With a wealth of experience across industrial, retail and investment real estate, Sandy Zuckerbrot of Sholom & Zuckerbrot LLC has seen Long Island City and the rest of New York transform along with his own business. Boasting a portfolio of 1.5 million square feet occupied by tenants including Walmart, CVS, the United States government and Home Depot, the 76-year-old real estate veteran spoke with The Commercial Observer last week about the history of his 50-year-old, family-owned company, the transformation of Long Island City and a proposal to change its name to LIC.
The Commercial Observer: Give us some background on Sholom & Zuckerbrot?
Mr. Zuckerbrot: I am a co-founder of the company, which started 7/11/62, which is our good luck number. The company was initially started by two people, [myself] and Ronald Sholom, and we were partners for 33 years. We built up a company of six offices. We had offices in Long Island City, Garden City, N.Y., Manhattan at the Flatiron Building, in Hasbrouck Heights, N.J., Edison, N.J., and Parsippany, N.J. For many, many years we ran this very, very successfully, and we built up a staff of 150 sales reps and support staff.

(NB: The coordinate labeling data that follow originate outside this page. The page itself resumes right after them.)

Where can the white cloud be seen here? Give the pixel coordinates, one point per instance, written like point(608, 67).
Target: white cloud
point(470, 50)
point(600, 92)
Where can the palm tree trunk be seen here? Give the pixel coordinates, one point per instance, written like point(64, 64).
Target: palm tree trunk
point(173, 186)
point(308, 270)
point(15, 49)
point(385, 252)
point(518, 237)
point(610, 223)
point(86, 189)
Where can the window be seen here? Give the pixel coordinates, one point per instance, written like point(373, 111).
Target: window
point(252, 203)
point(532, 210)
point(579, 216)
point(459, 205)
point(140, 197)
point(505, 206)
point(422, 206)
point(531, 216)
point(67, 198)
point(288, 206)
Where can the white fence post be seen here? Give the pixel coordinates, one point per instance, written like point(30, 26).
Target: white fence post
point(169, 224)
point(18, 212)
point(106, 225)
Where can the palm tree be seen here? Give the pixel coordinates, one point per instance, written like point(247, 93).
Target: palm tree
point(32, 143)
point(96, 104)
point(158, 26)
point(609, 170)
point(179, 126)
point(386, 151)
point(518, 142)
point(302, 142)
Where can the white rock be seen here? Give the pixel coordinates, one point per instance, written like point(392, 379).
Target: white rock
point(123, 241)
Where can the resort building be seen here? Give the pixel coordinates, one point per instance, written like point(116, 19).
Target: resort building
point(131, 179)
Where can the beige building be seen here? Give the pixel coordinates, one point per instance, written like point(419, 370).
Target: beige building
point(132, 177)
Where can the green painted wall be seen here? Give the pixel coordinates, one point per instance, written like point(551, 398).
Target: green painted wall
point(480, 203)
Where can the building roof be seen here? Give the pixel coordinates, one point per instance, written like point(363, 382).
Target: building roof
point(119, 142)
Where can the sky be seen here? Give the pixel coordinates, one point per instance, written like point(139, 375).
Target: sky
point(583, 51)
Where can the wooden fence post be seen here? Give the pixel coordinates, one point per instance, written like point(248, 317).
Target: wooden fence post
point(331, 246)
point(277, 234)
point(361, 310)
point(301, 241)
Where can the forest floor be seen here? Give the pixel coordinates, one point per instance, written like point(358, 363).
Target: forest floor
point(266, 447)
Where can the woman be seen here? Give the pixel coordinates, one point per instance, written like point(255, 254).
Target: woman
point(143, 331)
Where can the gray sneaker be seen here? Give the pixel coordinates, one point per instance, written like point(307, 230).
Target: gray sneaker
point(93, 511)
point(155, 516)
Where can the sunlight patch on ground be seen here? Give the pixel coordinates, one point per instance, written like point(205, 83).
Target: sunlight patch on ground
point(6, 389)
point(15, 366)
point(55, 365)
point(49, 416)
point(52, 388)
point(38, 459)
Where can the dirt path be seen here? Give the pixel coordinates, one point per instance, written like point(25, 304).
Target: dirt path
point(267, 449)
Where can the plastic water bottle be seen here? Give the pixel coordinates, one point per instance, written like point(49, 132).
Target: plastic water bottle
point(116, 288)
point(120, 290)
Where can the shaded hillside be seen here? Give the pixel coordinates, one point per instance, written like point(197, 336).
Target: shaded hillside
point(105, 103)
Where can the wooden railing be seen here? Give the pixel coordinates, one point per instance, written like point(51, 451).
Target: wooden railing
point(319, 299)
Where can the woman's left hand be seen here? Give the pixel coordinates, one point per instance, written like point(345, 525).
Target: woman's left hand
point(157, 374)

What areas did you focus on early on?
The area of specialty, when we first started our business, was industrial real estate, and the first office we opened was in Long Island City—and in those days Long Island City was a very heavy-duty, smokestack-type industry city. So you had every conceivable type of operation.
In the early days, many, many companies in lower Manhattan were being pushed out because of the inadequate operations, terrible elevator facilities, and the difficulty moving inventory in and out. Because of the limited access they had, we were looking for more attractive facilities, and Long Island City offered the one-story building, high ceiling, easy loading. It was very costly for companies to operate in multistory buildings in Manhattan. Manhattan was a feeder to Long Island City.
As time went on, Long Island City was getting reasonably inundated with these operations, and soon we started to see New Jersey as being a feeder and started to bring companies from Manhattan to New Jersey and Long Island City.
That was our initial imprint in the market, handling all the industrial. As time evolved, we started to see there was a higher and better use for all of these properties. Bear in mind that as time goes on, all the available land starts to get built upon and all of a sudden you don’t have land anymore.
We were looking at higher and better use, and we were starting to get a lot of retail requirements coming in—we were starting to then take industrial facilities and turn them into retail centers either for single-tenant or for a strip-center-type operation. We developed, in addition to our industrial base, we developed, both in New York and New Jersey, very successful retail departments. To this date, we are very, very successful in doing that.
Could you describe, given your experience in the Long Island City area, the transformation of the area?
Given from where I started in 1957, it’s been quite a transformation.
Long Island City was one-dimensional when I started, which was just heavy-duty industry. Today, which is very exciting, you still have the ability to have industry, not heavy-duty anymore but many types of industries. More of the assembly-type operations, high-tech operations. In conjunction with that, we have office and medical that have come into Long Island City. We have the best of all worlds. We have an area that caters to both business and residents and many people can walk to work. Long Island City has all the subway lines right at its doorstep, and we have bridges and tunnels. It’s easier to get to the East Side of Manhattan from Long Island City than to get to the East Side from the West Side. You know what they say: Manhattan is six miles long and six hours wide. That’s the truth.
We are very excited about the development of Long Island City today, and I think it has completed its first phase and people are going to see a second phase and a third phase.
What do you think we will see in those second and third phases?
Additional residential, and I might also add—the one thing we never had here—we have a number of motels and hotels that have been built in Long Island City as well.